イジワル上司にまるごと愛されてます
 来海はオフィスの前で足を止め、呼吸を整えてからドアを開けた。右側のシマの一番奥にある主任席に着いたとき、斜め前の席から美由香が声をかけてくる。

「雪谷課長、どうかされたんですか?」
「えっ、あ、じ、自販機の使い方を教えてほしかったみたい」

 来海が慌てて答えたとき、オフィスのドアが開いて柊哉が戻ってきた。大股で歩いて来海のデスクに近づき、右手に持っていたアイスティーの缶をデスクにトンと置く。

「忘れ物」
「あっ、すみません」

 慌てて逃げ出したので、肝心のドリンクを取り出すのを忘れていた。

 柊哉は来海の耳元に唇を近づけてささやく。

「このシステムならロンドンでも去年から導入してる」

 来海が柊哉の方を見ると、彼は片方の口角を引き上げてニヤッと笑った。来海は頬が瞬時に赤くなり、それを隠すように両手で頬を押さえる。
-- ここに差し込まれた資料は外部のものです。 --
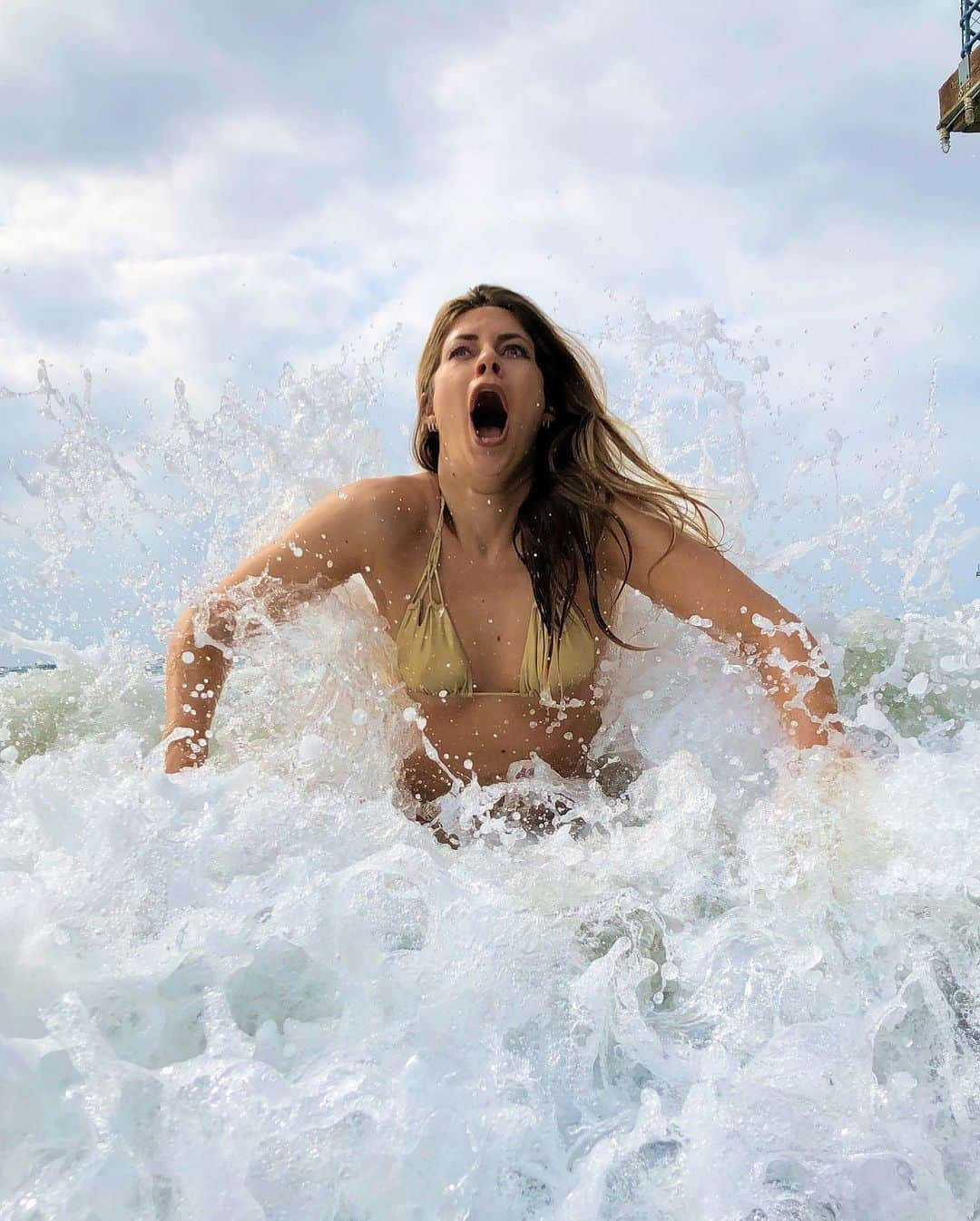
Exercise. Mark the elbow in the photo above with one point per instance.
(211, 621)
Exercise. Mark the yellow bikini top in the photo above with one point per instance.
(432, 659)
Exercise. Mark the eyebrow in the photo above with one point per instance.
(506, 335)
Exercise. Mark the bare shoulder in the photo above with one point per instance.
(391, 509)
(649, 539)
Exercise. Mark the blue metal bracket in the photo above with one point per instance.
(969, 22)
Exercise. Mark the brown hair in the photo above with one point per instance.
(579, 464)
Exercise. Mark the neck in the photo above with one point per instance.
(484, 521)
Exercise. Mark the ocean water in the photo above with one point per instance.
(733, 991)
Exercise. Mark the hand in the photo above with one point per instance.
(831, 768)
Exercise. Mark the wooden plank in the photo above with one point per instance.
(952, 94)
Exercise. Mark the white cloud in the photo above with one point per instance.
(185, 186)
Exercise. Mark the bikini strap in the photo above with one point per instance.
(430, 572)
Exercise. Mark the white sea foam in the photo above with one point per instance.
(258, 991)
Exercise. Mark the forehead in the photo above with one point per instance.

「買ったドリンクを忘れちゃうなんて、来海さん、お茶目ですね」

 美由香に言われて、来海はますます顔を赤くしながら体を縮込める。

「ホントだな、四年前から変わってない」
(わ、悪かったわねっ!)

 来海はキッと柊哉を見たが、彼は涼しげな表情で、一メートルほど離れた課長席に向かっていた。